The purchase of a residential property is the largest single expenditure of a typical middle-class household. The trends in the house prices are therefore of interest to professionals and agencies with remit in town planning, welfare, construction, taxation policy and the like, in both the private and public sphere. A house price index (HPI) is a summary of the trends in house prices. It compares the price of a typical property at one time point with the price of a similar property at another time point, such as a year ago. HPI has some features of a consumer price index (CPI). The principal difference is that a residential property is a complex product which includes not only the structure (a building or its part) and its immediate surroundings (garden, paving, fencing and the like), but also its environment, interpreted widely: access to the property, proximity of shops, schools, sources of entertainment and location for leisure activity, and other services, absence of dilapidation, criminal activity and (industrial) pollution, and the like. In contrast, the items in the basket of goods for a CPI are standardised, with their qualities and functions subject to no alteration.
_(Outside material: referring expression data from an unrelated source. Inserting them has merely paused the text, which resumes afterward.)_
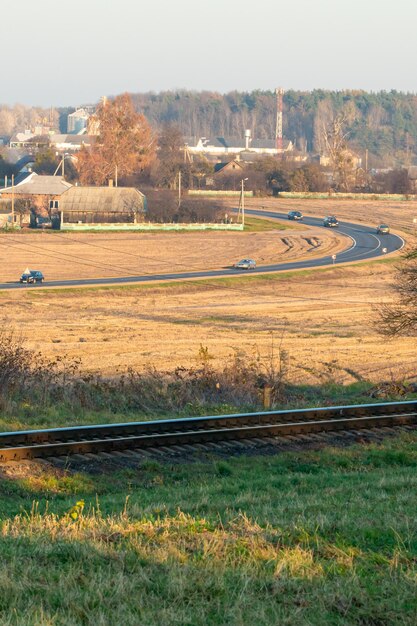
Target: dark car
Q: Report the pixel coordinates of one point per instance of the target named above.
(246, 264)
(32, 276)
(295, 215)
(330, 221)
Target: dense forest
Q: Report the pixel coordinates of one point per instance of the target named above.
(384, 123)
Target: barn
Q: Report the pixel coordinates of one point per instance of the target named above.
(101, 208)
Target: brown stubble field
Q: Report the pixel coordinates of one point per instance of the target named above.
(322, 319)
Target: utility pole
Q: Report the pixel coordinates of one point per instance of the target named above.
(242, 200)
(12, 200)
(279, 93)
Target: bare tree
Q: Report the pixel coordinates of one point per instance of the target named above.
(334, 139)
(400, 318)
(125, 144)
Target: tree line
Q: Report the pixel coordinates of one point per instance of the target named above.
(384, 123)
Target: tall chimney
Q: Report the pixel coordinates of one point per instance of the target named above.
(247, 138)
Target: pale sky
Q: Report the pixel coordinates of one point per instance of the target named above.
(69, 53)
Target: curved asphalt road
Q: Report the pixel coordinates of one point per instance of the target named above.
(366, 244)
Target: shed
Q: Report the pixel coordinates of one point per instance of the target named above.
(102, 205)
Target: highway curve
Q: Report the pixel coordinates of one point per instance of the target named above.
(365, 245)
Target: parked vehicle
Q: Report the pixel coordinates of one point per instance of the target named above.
(295, 215)
(330, 221)
(32, 276)
(246, 264)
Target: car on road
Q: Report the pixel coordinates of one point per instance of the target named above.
(32, 276)
(295, 215)
(330, 221)
(246, 264)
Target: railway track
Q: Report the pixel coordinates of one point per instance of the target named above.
(58, 442)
A HPI is based on the census of all transactions of residential properties (houses, flats, etc.), with the attributes of the properties and circumstances of the transaction (market or private sale, mortgage or paid in cash, type of tenure, etc.). The ideal HPI compares like-with-like transactions in one period with the transactions in another. This is impossible to arrange, because we can exercise no controll over the attributes of the properties involved in the transactions. This problem is addressed by the established methods by regression adjustment (hedonic house price indices) and repeated-sales analysis. The presentation will discuss the deficiencies of these, and will propose the potential outcomes framework (POF) as an approach to constructing HPI to a greater standard of integrity. In POF, the time of the transaction is regarded as the treatment, and the treatment effect is the difference in the prices paid for an identical property at one time point and another. However, a property at a fixed address is not the same consumer item as it was, say, five years ago, because of the wear and tear, maintenance and other factors (including fashion) that bring about changes, including the attributes of the environment (a new park, school, employment opportunities, reputation for petty crime, and the like). The strength of POF is that it can respond to this concern, at least in principle. A reference stock of properties is considered together with the effects of time for each property. The HPI is defined as the average treatment effect for the stock. This is practical to define on the multiplicative (log) scale, so that the calculus of percentages is simplified.
An example of a proposal of HPI for New Zealand will be discussed, together with the various options of how POF can be implemented, and their connection with the methodology for missing data, and multiple imputation in particular.